М.КОРОЛЕВА: Проведем еще одно голосование. Задаем вопрос – чью точку зрения вы поддерживаете - Владислава Иноземцева, который считает, что Россия без шахт, в общем, выживет - 660-06-64, если же вам ближе точка зрения Рубена Бадалова, который считает, что России без шахт не обойтись ни при каких условиях - 660-06-65.

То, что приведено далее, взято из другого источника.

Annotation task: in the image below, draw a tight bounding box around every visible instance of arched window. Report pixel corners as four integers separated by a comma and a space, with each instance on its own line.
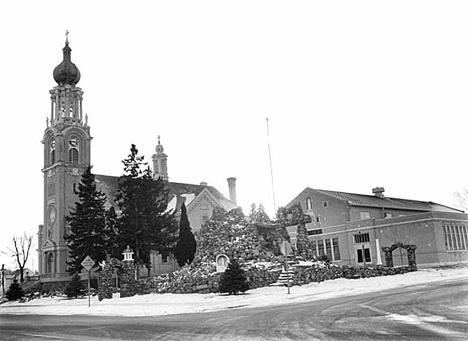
50, 140, 55, 166
68, 136, 80, 163
47, 252, 55, 274
68, 148, 79, 163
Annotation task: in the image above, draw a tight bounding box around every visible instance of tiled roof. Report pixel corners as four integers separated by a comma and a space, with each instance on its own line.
315, 189, 462, 213
95, 174, 236, 211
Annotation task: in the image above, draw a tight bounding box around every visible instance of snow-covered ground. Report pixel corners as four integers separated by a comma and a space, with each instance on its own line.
0, 268, 468, 316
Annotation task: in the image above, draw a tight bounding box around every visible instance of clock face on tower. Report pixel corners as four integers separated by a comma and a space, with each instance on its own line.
69, 137, 78, 147
49, 206, 57, 226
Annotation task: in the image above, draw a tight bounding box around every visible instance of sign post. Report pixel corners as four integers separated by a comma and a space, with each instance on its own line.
81, 256, 95, 307
281, 240, 292, 295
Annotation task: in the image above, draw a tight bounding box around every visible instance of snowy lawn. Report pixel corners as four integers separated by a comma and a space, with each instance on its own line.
0, 268, 468, 316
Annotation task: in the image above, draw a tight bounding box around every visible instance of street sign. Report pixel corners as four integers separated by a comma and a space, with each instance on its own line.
81, 256, 95, 271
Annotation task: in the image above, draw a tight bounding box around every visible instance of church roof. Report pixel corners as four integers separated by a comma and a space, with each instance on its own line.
95, 174, 237, 211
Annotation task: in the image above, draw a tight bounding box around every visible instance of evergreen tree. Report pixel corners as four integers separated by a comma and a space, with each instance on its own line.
6, 279, 24, 301
174, 203, 197, 266
116, 144, 177, 276
65, 166, 111, 274
65, 273, 84, 298
219, 259, 249, 295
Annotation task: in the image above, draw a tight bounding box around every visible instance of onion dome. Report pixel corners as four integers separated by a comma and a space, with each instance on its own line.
54, 37, 81, 85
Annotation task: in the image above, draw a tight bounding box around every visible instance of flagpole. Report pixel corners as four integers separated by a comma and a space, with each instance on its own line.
266, 117, 276, 216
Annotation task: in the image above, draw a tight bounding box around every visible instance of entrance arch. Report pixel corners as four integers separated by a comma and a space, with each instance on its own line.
382, 243, 417, 271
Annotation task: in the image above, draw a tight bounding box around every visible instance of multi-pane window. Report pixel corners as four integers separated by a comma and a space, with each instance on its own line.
50, 140, 55, 165
68, 136, 79, 163
68, 148, 78, 163
361, 212, 370, 219
332, 238, 341, 260
314, 238, 341, 261
317, 240, 325, 256
325, 239, 332, 259
444, 225, 468, 251
357, 248, 371, 263
354, 233, 370, 243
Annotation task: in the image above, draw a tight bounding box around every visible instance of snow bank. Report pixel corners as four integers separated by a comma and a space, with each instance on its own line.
0, 268, 468, 316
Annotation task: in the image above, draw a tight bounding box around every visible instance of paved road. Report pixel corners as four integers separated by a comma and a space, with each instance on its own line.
0, 281, 468, 341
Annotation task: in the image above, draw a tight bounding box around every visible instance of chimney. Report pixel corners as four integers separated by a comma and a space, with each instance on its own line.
372, 187, 385, 198
227, 177, 237, 206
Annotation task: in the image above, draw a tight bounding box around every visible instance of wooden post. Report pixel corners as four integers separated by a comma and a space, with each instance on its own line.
88, 269, 91, 307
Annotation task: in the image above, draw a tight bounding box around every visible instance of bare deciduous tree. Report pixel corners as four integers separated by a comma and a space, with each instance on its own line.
9, 232, 33, 283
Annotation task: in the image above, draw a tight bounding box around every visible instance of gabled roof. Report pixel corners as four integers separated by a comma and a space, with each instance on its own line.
95, 174, 237, 211
294, 187, 463, 213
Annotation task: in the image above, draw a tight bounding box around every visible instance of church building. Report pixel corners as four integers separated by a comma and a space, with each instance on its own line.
38, 36, 237, 282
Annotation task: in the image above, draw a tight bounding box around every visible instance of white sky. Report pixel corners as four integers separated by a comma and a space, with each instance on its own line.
0, 1, 468, 268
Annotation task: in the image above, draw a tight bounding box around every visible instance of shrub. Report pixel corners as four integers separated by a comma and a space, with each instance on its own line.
6, 279, 24, 301
65, 273, 84, 298
219, 259, 249, 295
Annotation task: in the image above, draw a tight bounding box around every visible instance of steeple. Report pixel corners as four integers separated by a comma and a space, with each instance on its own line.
38, 31, 92, 281
49, 31, 87, 126
152, 136, 169, 181
54, 30, 81, 86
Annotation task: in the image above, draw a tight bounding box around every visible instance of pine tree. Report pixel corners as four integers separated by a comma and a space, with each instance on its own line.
65, 166, 111, 274
65, 273, 84, 298
174, 203, 197, 266
116, 144, 177, 276
6, 279, 24, 301
219, 259, 249, 295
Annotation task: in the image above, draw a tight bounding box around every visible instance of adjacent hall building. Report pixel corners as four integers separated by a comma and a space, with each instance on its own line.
286, 187, 468, 267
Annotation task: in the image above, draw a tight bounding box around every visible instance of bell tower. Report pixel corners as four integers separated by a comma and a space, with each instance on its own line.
38, 31, 92, 282
152, 136, 169, 181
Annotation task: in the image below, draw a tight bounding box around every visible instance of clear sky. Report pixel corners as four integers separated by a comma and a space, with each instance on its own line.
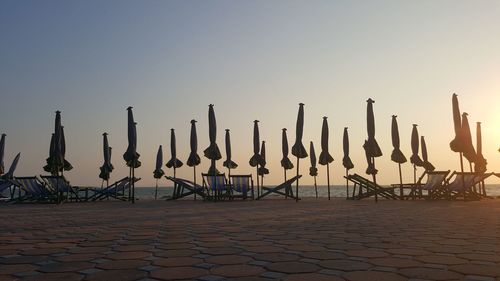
0, 0, 500, 186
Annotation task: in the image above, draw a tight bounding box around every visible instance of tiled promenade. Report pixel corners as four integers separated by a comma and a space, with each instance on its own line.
0, 199, 500, 281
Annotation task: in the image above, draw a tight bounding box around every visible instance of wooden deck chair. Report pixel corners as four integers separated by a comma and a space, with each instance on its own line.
344, 174, 399, 200
445, 171, 494, 200
12, 177, 57, 203
165, 176, 207, 200
256, 175, 302, 200
229, 175, 255, 199
202, 174, 231, 201
40, 176, 85, 202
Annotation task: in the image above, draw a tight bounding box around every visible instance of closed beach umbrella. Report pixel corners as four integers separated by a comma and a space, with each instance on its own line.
249, 120, 265, 197
99, 133, 114, 182
363, 98, 382, 202
292, 103, 307, 201
309, 141, 318, 198
204, 104, 222, 175
391, 115, 407, 198
222, 129, 238, 176
474, 122, 487, 174
0, 134, 6, 175
342, 127, 354, 196
166, 129, 182, 178
257, 141, 269, 187
462, 112, 476, 168
281, 128, 293, 181
186, 119, 201, 199
61, 126, 73, 171
3, 152, 21, 179
153, 145, 165, 200
420, 136, 436, 172
314, 116, 333, 200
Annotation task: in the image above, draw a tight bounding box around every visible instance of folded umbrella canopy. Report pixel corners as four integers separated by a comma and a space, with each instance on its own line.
292, 103, 307, 201
166, 129, 182, 178
99, 133, 114, 182
0, 134, 6, 175
153, 145, 165, 200
314, 116, 333, 200
309, 141, 318, 198
281, 128, 293, 181
222, 129, 238, 176
420, 136, 436, 172
203, 104, 222, 175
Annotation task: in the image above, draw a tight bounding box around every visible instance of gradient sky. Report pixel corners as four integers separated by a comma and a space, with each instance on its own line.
0, 0, 500, 186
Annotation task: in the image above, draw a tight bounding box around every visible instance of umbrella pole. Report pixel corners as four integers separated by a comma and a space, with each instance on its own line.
314, 176, 318, 198
372, 157, 378, 203
326, 163, 330, 200
398, 163, 403, 200
155, 179, 158, 200
295, 157, 300, 202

В.ИНОЗЕМЦЕВ: Я во многом согласен с тем, что говорит коллега. Я просто хочу сказать, что очень сложно на самом деле государству нажимать на собственников – о чем сейчас говорилось, - допустим, возьмем Распадскую. Распадская на 40% принадлежит "Евраз-холдингу", соответственно, остальные 60: принадлежат частично менеджменту, а в значительной части, опять-таки, нескольким оффшорам. Сам "Евраз-холдинг" тоже зарегистрирован на острове Кипр. Почему так происходит? Я не думаю, что в первую очередь это происходит потому, что собственники не хотят платить налогов – они платят налоги на зарплату и ЕСН в России, они платят НДС в России и налог на прибыль - в России. Почему зарегистрирована собственность за границей? В первую очередь потому, что государство не может ее отнять – хотя вы считаете, что может - не может отнять на самом деле, не уничтожив само предприятие.
Р.БАДАЛОВ: Извините, а лицензирование, и так далее?
В.ИНОЗЕМЦЕВ: Это - безусловно. Вы просто сказали об отъеме собственности, поэтому я считаю, что не может отнять. А с другой стороны, вопрос лицензирования. Почему собственность уходит в оффшоры? - не только потому что там уменьшение налогообложения или какие-то юридические гарантии – потому что там не виден собственник. И кто может поручиться, что в этом собственнике не стоит само государство в лице его отдельных представителей? А если оно там состоит, то какой у него может быть конфликт с остальными собственниками? Их интересы тождественны. Мне кажется, что как раз все последние годы все, что у нас происходило в экономике – это то, что отдельные чиновники и люди, принимающие решения, фактически становятся сособственниками компаний.
М.КОРОЛЕВА: НО теневыми.
В.ИНОЗЕМЦЕВ: да, теневыми. У нас вся собственность фактически теневая. Мы можем только догадываться - все оценки "Форбса" - это в значительной мере оценочные показатели, потому что реально мы не до конца знаем, кто, чем владеет. И чем больше оффшоров существует за границей, чем большую долю российской экономики они контролируют, тем менее понятно. Поэтому мне кажется, что это один из моментов объяснения, почему государство ничего не делает – ему это не выгодно, не нужно. Оно не регулятор, оно - само игрок.
М.КОРОЛЕВА: Я вынуждена вас вернуть к нашему первоначальному вопросу, потому что мы все-таки должны понять, выживет Россия без шахт, или нет, - возможно, Вячеслав, ваша позиция изменилась?
В.ИНОЗЕМЦЕВ: Я скажу, что Россия без шахт выживет. Для этого необходимо изменять металлургию, модернизировать ее и увеличивать добычу безопасными методами.
М.КОРОЛЕВА: Прошу прощения – позиция Рубена Бадалова понятна, мы вынуждены завершить нашу программу – это была программа "Клинч". 37% на стороне Иноземцева, 63% - на стороне Бадалова. Спасибо.